Man Love ... But Not On Birthdays


I just love getting insight about the male species.
I wouldn't exactly describe men as onions, but they certainly have more layers than given credit for. They have these male rituals and dealbreakers that can give you a fascinating glimpse into the male mind.
A few days ago, my friend, VinSanity, hipped me to something I hadn't quite noticed about men before.
They don't buy each other birthday gifts.
Initially, I was convinced VinSanity's theory wouldn't hold up. But a short, unofficial poll made me see it was true. Most men -- I'll say, most heterosexual men because I didn't ask any gay men -- find it unmasculine to buy other men gifts. Like, it's one thing if you're out with your boy, it's his birthday and you buy him a few drinks.

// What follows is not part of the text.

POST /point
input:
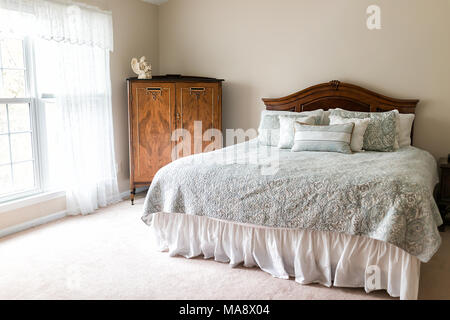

But it's entirely different if your boy unwraps a new pair of Nikes and there is a card that says, "regards, Charles."
In my unofficial poll, I discovered most men can't remember the last time they bought another man a gift. If they did, it was usually a relative, like a brother or father. A milestone birthday -- It was explained to me that buying a guy a wedding gift is well within the realm of male etiquette because of the woman's presence. A graduation or going-away gift is OK, too, because that's perceived as a success-related event. Men celebrating other men for achievement is fine because achievement is strongly regarded among men.
But in general, it's not considered manly to remember or acknowledge other men's birthdays. Think about it, men: Do you know when your boy's birthday is? Do you call your boy on his birthday? And if you do, is it more of, "oh yeah, dawg, happy birthday," -- as in I just happened to remember -- or is it more purposeful?
VinSanity's b-day was the other day and 90 percent of the well wishes he received were from women. He said if his best friend, who he has known for decades, called to wish him happy birthday, he would automatically assume it's because his best friend had less than 30 days to live.
Of course, I asked the Significant Other about this phenomenon. He could remember just about all of his ex-ho's birthdays -- oops, I mean, ex-girlfriends :) -- but he couldn't really remember any of his boys' birthdays. Figures.
I'll tell you why I find this birthday etiquette among men interesting. It's because I know men who have slept with their boys' woman and all has been forgiven. I know men who have damn near died to save their boy, taken bullets for him. I know men who have lied, cheated and gone to jail for their boy.
But a birthday? He's ass out.
Now, as you all know, women are a completely different story. We take friendship deathly serious. If we like a guy, it doesn't matter if we have no shot at him, our girl is obligated to treat that shit like a real relationship. That's how nuts we can be.
Don't acknowledge a woman's birthday, and yo ass might get stuffed in the mattress like drug money.

1 comment:

don alberto said...

...i told U i didn't know i was going to the CASINO!!!